With commentators still trying to make sense of Microsoft`s December reorganisation of its platforms group, the vendor yesterday announced another change.

According to reports, the e-business server group, which develops the upcoming BizTalk server 2004 and the merged e-commerce/content management server (Discovery), has seen a management reshuffle. Both these products have slipped beyond their shipping date.

In addition, the Content Management Server work was moved to the SharePoint Portal Server group last year.

Platforms group

Microsoft reshuffled its platforms group in December, creating a central engineering division - the Windows Core Operating System Division. In preparation for Longhorn, the next-generation Windows platform, an internal memo advised that the server and client product businesses would also be spun off.

This move has local commentators scratching their heads. Gary Marsden, associate professor at the University of Cape Town`s computer science department, says it is unclear why Microsoft split operating systems into client and server versions when it has spent so much energy integrating them.

Danny Naidoo, Microsoft SA director, developer and platform groups, says although many similarities exist between the core engines of the client and server platforms, the requirements for each is vastly different.

International commentators further liken the move to the Linux situation, which has split kernel and product development. However, Simon Stewart, head of sadeveloper.net, the South African Microsoft developer community, says the two have nothing in common. Naidoo argues that Microsoft has no concept of a kernel, which leaves the two wide apart.

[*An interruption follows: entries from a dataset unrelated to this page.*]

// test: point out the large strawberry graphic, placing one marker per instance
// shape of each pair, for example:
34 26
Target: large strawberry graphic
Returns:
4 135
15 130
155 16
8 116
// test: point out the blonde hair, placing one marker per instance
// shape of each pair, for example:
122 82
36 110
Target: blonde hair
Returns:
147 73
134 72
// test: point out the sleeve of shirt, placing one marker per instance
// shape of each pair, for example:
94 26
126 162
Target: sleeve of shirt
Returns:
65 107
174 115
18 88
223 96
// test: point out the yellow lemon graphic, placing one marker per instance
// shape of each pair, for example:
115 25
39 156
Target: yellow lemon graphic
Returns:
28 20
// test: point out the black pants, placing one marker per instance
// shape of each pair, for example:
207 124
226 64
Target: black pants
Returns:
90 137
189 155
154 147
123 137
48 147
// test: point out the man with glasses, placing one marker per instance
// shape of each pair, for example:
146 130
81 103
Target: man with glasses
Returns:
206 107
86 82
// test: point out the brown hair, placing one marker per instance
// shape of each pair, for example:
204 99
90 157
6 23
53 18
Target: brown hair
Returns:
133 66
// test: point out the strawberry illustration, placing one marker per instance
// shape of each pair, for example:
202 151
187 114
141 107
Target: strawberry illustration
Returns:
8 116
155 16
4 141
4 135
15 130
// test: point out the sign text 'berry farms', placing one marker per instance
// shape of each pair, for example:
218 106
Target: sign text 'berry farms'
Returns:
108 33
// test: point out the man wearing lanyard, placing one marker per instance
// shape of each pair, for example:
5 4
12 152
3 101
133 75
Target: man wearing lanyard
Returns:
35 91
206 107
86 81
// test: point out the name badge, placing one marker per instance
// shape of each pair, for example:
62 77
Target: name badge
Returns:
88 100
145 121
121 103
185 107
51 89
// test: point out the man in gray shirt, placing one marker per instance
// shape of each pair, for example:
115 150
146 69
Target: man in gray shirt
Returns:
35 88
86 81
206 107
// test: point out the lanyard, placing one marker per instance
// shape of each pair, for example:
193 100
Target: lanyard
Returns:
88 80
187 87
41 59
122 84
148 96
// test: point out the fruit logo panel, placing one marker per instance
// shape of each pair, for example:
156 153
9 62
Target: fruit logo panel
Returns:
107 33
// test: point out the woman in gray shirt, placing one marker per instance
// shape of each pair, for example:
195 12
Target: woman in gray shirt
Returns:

Naidoo stresses that the development encapsulates the desire to achieve operating and engineering efficiencies, also in terms of the Trustworthy Computing and Integrated Innovation undertakings within Microsoft. It aims to ensure quality standards of engineering.

"We have determined what commonalities there are between client and server operating systems, and the central engineering group reflects those commonalities. What differences there are will be addressed in the client and server groups."

Stewart concludes that Longhorn "will represent a huge change from what we currently have in Windows and this move may be their way of ensuring they can deliver this product to the market around the 2006 timeline".

Naidoo says these were not the reasons communicated to the SA team for the move. "The core driver for this remains a desire to achieve more optimised development results."